There probably will not be releases in Cache Creek this year for irrigation, so we are looking to cut back on the total acres that we plant, tossing out some of the more water intensive crops, and buying more tape to drip many of the crops that we usually sprinkle. We are hoping that the wells that we use to pump water will hold out as our water tables drop. There are so many secondary impacts – no forage for deer makes our green growing crops look especially tasty – wild pigs think much the same way and are encroaching on any soft, moist soil that might make for easy rooting. The electric fences that we have put along our borders are being replaced by permanent wire. We are looking at $20,000 in fencing this year and maybe more next. Hungry wildlife are ‘shocked’ to find feed in such low supply.

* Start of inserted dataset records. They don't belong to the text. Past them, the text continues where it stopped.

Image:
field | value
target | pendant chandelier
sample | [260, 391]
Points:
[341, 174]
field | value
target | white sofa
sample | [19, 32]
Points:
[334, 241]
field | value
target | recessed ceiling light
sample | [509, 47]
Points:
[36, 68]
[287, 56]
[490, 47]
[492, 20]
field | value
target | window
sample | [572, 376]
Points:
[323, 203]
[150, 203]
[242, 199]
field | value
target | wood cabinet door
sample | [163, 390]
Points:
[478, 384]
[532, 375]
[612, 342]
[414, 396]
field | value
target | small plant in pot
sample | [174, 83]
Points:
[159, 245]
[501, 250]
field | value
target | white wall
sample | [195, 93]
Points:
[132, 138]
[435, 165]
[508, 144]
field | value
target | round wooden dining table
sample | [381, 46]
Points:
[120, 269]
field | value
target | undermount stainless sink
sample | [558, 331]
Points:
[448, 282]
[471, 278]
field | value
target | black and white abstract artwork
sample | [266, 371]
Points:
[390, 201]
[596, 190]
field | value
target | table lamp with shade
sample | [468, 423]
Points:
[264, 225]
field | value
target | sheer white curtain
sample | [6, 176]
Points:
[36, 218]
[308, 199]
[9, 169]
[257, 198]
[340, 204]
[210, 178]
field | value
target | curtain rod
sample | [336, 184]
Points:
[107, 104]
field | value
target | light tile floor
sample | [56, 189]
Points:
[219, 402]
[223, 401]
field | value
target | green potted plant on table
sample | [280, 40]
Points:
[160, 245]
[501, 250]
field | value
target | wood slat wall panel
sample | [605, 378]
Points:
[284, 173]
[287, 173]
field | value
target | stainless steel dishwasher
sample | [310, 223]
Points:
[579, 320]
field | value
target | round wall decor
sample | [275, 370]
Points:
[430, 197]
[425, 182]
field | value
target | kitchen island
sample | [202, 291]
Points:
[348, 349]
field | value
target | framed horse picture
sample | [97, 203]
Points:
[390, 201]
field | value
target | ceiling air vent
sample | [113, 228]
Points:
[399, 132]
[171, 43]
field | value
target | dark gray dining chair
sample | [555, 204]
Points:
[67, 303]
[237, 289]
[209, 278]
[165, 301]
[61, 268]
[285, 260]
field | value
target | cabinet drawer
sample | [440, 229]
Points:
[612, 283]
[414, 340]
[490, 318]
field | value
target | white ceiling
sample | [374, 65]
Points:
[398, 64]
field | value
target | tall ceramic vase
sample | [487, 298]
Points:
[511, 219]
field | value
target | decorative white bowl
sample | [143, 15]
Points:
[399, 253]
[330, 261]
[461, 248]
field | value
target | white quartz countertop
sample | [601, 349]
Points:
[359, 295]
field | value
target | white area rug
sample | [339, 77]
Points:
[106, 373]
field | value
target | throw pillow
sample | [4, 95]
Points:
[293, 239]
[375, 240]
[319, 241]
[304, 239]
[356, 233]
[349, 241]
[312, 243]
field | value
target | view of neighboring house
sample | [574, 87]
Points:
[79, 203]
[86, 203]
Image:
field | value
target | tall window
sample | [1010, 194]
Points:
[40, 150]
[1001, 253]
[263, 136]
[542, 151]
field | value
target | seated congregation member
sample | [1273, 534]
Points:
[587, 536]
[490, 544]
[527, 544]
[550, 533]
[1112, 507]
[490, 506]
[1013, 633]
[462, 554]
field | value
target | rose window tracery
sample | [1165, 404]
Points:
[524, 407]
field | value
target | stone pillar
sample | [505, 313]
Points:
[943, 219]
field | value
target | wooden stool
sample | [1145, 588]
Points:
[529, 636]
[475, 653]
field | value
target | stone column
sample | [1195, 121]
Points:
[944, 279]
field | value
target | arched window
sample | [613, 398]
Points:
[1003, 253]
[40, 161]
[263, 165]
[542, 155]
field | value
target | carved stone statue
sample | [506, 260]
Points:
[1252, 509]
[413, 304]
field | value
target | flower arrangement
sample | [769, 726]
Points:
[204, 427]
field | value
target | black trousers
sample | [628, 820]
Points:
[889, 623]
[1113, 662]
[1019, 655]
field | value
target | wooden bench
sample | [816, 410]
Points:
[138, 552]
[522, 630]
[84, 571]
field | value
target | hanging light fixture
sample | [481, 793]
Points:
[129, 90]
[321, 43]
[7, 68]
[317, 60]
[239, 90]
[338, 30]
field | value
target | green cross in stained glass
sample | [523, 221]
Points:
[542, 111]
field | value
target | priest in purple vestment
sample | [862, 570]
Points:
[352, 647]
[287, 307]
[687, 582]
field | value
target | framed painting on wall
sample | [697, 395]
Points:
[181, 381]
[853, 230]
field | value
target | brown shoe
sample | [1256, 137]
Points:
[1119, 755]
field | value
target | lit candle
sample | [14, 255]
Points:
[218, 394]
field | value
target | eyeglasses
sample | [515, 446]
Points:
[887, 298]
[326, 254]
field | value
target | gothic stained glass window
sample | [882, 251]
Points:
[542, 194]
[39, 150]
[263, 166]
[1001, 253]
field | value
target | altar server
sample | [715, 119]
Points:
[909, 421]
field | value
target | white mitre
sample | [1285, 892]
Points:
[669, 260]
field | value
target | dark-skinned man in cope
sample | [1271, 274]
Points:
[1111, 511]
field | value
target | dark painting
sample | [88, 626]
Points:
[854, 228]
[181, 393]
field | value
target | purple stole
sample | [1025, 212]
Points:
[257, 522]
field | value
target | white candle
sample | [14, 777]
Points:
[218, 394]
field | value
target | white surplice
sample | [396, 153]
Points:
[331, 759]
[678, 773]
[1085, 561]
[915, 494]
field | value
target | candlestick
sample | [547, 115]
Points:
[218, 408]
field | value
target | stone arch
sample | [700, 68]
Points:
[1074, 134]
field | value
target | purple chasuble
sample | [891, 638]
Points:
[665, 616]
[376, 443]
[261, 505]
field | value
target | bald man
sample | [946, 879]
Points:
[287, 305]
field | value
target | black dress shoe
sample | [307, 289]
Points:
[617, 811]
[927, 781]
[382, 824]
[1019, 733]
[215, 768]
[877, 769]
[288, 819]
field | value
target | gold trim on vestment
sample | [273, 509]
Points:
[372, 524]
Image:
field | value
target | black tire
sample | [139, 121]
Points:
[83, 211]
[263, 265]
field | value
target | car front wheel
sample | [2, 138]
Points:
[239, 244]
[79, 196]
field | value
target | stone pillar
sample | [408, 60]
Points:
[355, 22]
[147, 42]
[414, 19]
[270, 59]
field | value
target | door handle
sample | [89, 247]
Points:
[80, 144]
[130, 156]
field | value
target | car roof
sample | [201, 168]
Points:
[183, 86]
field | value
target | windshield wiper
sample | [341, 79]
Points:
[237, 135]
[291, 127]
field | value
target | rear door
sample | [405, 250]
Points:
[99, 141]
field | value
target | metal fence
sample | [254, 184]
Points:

We generally don’t need to irrigate this time of year but have been pushing water to our trees and other perennials. If you don’t get some deep moisture this time of year they bloom and are then wanting for water when they are actively rooting and pushing new growth – next year’s wood. I can anticipate some summer time energy crunches if the hydropower production drops off and there may not be other ways to replace it quickly enough. So we are thinking ahead about where we will be this summer in terms of having backups for some of our water systems. 

Val, all of this is evolving and may end if we have good drenching rains. That we can pray for. We are doing our share of rain dances and urging that stubborn high-pressure ridge to go north where it belongs. 

Throw all of the above into the changing health care requirements for employers – delayed a bit but still on the horizon, the regular equipment maintenance and all of the other curve balls that can be thrown over the plate and we feel lucky that we have some resilience built into the farm design, places where we can shift and change focus. We feel pretty positive about the near term – that we can keep our crew employed, knowing that we have a year that will test us a bit.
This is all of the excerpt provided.